D’un autre côté, la vitesse de dégradation des finances publiques durant la crise a été inédite. Ainsi, l’Espagne est, par exemple, passée d’un excédent public proche de 2 % du PIB en 2007 à un déficit de 11,2 % en 2009 !

En conséquence, les obligations publiques des pays de l’OCDE qui, collectivement, apparaissaient jusqu’à il y a peu comme le principal actif sans risque, sont aujourd’hui discriminées les unes par rapport aux autres de manière brutale et parfois aveugle. Effrayés par la perspective de devoir affronter une attaque des marchés, les différents gouvernements sont alors contraints de mener des politiques budgétaires extrêmement restrictives4, oubliant parfois qu’une baisse des dépenses d’un point de PIB ne conduit pas mécaniquement à une baisse du déficit de un point de PIB, mais plutôt à une baisse comprise entre ⅓ et ½ point de PIB, via l’effet dépressif d’une telle mesure sur le PIB. L’effort promis par certains pays européens pour revenir dans les clous du Pacte de stabilité (3 % de déficit à horizon 2012-13) apparait alors insupportable pour des économies toujours fragiles.

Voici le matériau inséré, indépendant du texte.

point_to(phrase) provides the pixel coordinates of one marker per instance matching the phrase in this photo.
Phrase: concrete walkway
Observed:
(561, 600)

L’expérience passée des politiques d’amélioration des soldes publics (Canada, Royaume-Uni, Danemark…) donne néanmoins aux gouvernements européens de précieuses indications5. D’une part, la plupart d’entre elles ont joué majoritairement sur les dépenses publiques, ce qui peut sembler pertinent à l’heure où ces dernières dépassent 50 % du PIB en zone euro (55,6 % en France). D’autre part, une des conditions essentielles du succès de ces politiques d’assainissement budgétaire concerne la fixation d’une politique de taux d’intérêt et de taux de change accommodante. Et, à ce titre, la nette baisse de l’euro ces derniers jours ainsi que l’engagement de la BCE à maintenir des taux bas et à pratiquer une politique monétaire non-conventionnelle vont clairement dans le bon sens6…

NOTES :

  1. Parlant des Etats-Unis, P. Volker a ainsi affirmé que les événements européens constituent « une nouvelle preuve des menaces (qui pèsent) sur notre économie du fait d’emprunts incontrôlés ».
  2. La baisse de la demande fait baisser les prix et stimule les anticipations d’une poursuite de la baisse des prix, incitant ainsi ménages et entreprises à reporter dans le temps leurs dépenses, ce qui génère une nouvelle baisse de prix etc.
  3. Contre, plus de quatre ans aux Etats-Unis au début des années 30 (et même plus, si on considère la récession de 1938).
  4. Plan d’assainissement grec, baisse des traitements des fonctionnaires en Espagne et en Irlande, hausse de la TVA au Portugal…
  5. Cf. Artus P. (2009) : « Consolidations budgétaires du passé : comment ont-elles été réalisées ? Dans quels cas réussissent- elles ? », Flash n°455, Natixis.
  6. Cf. Artus P. (2010) : « Les deux seules solutions "raisonnables" : étaler davantage dans le temps la réduction des déficits publics ou déprécier fortement l'euro », Flash n°251, Natixis.